I had promised Bob a basil plant and, as he was on the 'bus, it's transportation presented a minor problem - to stop it dripping everywhere, to stop it tipping over and losing its compost and damaging the plant. When I got home and before setting off for Mansfield I spotted in the kitchen an empty 4 pint milk container. Bright idea 6,321 hit me. Cut the container roughly in the middle and round 3 sides and then the 4th side will act as a hinge ! Pop the plant in, and then close the lid and secure it temporarily with sticky tape.

Its reference no. is based on the calculation that I have had two bright ideas a week for the past 55 years - at least. Although not a work of art, the picture is a record shot. Bob and I discussed these over lunch and I advanced the notion that, for the benefit of future historians, there ought to be some way of distinguishing between photos. that are 'as is' - and those that have been extensively doctored. Because in a couple of hundred years, people won't have a clue as to how the 21st century actually looked. Bob astutely made the point that it has always gone on, even in portrait painting. Henry V111 sent Holbein to bring him back an image of Anne of Cleves. He received a flattering picture of the lady, who he subsequently described as that Flanders Mare - and we know how it finished up. Poor Holbein, he needed to please both 'sitter' and King, and it didn't work out too well. But the plant-transporter worked faultlessly!!

Good night on the telly. Strictly Come..... followed by Tim Marlowe..... followed by Heston Blumenthal.

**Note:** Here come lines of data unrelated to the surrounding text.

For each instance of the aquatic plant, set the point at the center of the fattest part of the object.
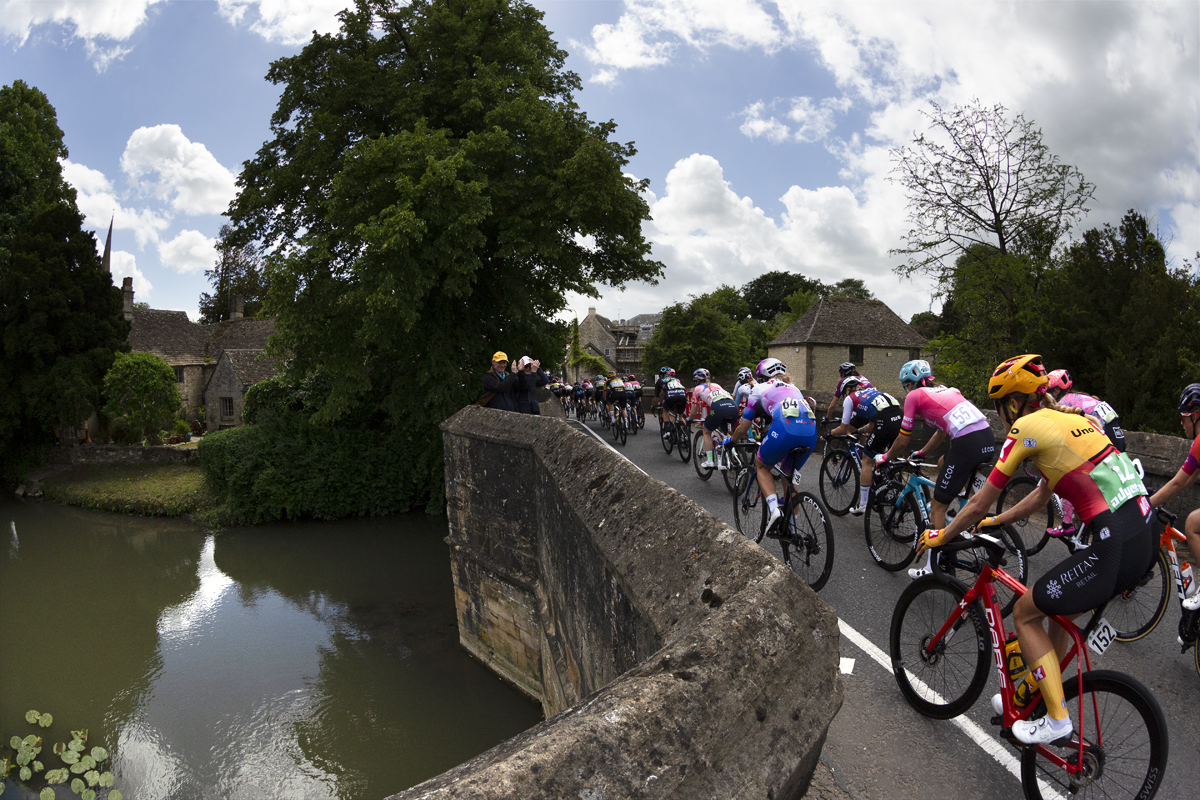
(76, 757)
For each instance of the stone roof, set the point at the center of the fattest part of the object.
(168, 334)
(181, 342)
(840, 320)
(251, 366)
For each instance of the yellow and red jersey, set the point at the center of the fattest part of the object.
(1074, 457)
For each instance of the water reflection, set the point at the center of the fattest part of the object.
(294, 661)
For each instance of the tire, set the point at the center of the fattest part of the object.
(947, 683)
(1133, 758)
(749, 512)
(809, 549)
(892, 529)
(1137, 612)
(839, 481)
(1032, 530)
(697, 445)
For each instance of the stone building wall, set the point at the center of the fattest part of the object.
(679, 659)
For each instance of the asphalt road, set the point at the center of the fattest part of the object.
(879, 746)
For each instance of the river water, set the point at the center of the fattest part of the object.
(300, 660)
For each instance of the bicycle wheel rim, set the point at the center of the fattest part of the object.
(1133, 758)
(947, 683)
(1137, 612)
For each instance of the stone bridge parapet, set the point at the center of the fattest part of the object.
(672, 656)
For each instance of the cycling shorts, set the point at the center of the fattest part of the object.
(967, 451)
(885, 432)
(784, 435)
(725, 413)
(1123, 548)
(1115, 433)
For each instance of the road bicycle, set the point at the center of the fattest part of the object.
(726, 459)
(840, 473)
(942, 637)
(898, 509)
(804, 530)
(676, 433)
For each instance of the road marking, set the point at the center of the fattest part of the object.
(988, 743)
(600, 439)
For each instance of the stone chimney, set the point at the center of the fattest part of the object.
(127, 294)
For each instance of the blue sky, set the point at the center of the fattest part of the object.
(762, 126)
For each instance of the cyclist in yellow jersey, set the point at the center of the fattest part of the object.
(1078, 461)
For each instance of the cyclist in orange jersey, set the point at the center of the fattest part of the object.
(1077, 461)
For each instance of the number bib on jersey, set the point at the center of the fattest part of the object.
(963, 415)
(1117, 480)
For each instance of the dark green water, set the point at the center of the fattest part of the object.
(303, 660)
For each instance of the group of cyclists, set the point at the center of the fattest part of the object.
(1073, 439)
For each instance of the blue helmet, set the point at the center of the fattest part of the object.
(915, 372)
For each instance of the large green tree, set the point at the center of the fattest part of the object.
(60, 314)
(238, 271)
(430, 194)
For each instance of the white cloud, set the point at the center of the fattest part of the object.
(189, 174)
(99, 204)
(90, 19)
(289, 22)
(126, 265)
(189, 252)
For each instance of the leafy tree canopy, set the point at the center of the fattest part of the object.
(430, 194)
(142, 392)
(979, 179)
(60, 314)
(238, 271)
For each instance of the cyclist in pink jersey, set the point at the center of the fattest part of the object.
(953, 416)
(1189, 411)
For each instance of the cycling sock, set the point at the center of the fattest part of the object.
(1045, 671)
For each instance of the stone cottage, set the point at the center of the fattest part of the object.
(835, 330)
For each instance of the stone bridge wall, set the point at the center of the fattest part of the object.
(673, 657)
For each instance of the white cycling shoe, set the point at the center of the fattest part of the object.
(1042, 732)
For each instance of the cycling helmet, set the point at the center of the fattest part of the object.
(1189, 401)
(915, 372)
(1023, 373)
(850, 384)
(771, 367)
(1060, 379)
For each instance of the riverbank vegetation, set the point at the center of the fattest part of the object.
(148, 489)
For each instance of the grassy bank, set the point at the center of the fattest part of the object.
(149, 489)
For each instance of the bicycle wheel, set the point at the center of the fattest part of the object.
(684, 444)
(701, 462)
(1033, 528)
(1137, 612)
(749, 506)
(839, 481)
(1125, 743)
(809, 549)
(892, 524)
(945, 681)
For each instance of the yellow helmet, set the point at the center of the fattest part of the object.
(1021, 373)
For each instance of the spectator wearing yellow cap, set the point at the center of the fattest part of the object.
(499, 385)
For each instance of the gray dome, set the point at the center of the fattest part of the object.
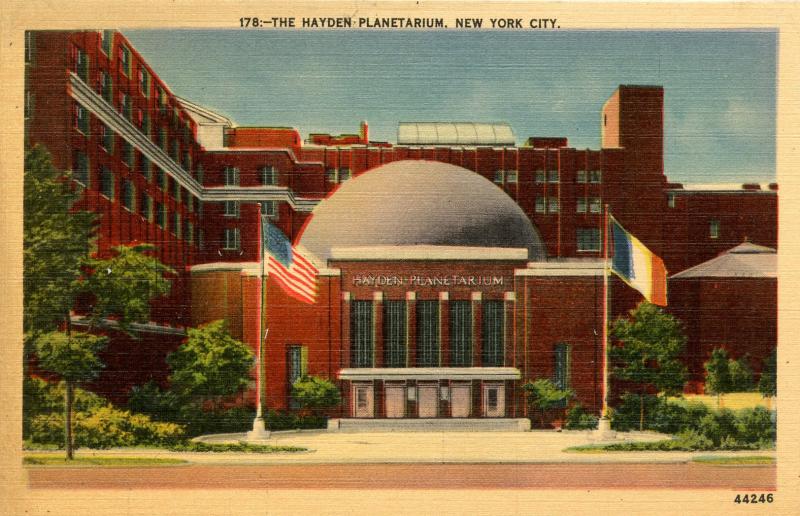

Must go. Going to cook bacon sandwiches !!

Catch you tomorrow .......................

1 comment:

bungus said...

You mention The Spectator and Private Eye. I forgot to say that on the bus yesterday I had picked up one of several copies of Metro (the free daily newspaper which I feel is pretty straight reporting). This is obviously the method of distribution, ie, by placing on public transport. I shall have to take a short free bus ride every day!

Regarding your frequent ‘good ideas’. I think I had a good idea once but I have forgotten what it was.

Whatever became of ‘the camera never lies’? I’d have a small wager that it wasn’t long before somebody found a way of faking things (the fairies?). I am sure that technical experts can tell when a photograph has been tampered with; something which was not possible with paintings (we all know what Jesus looked like, don’t we?) except when they were painted over to eliminate the mad brother or something (echoed by photos of Soviet leaders without Trotsky, as you commented yesterday).

I think I may have soved the Word Verification problem. If the 'other' circle is ticked and the 'usename' inserted BEFORE Word Verification it seems to work first time. I shall try it now.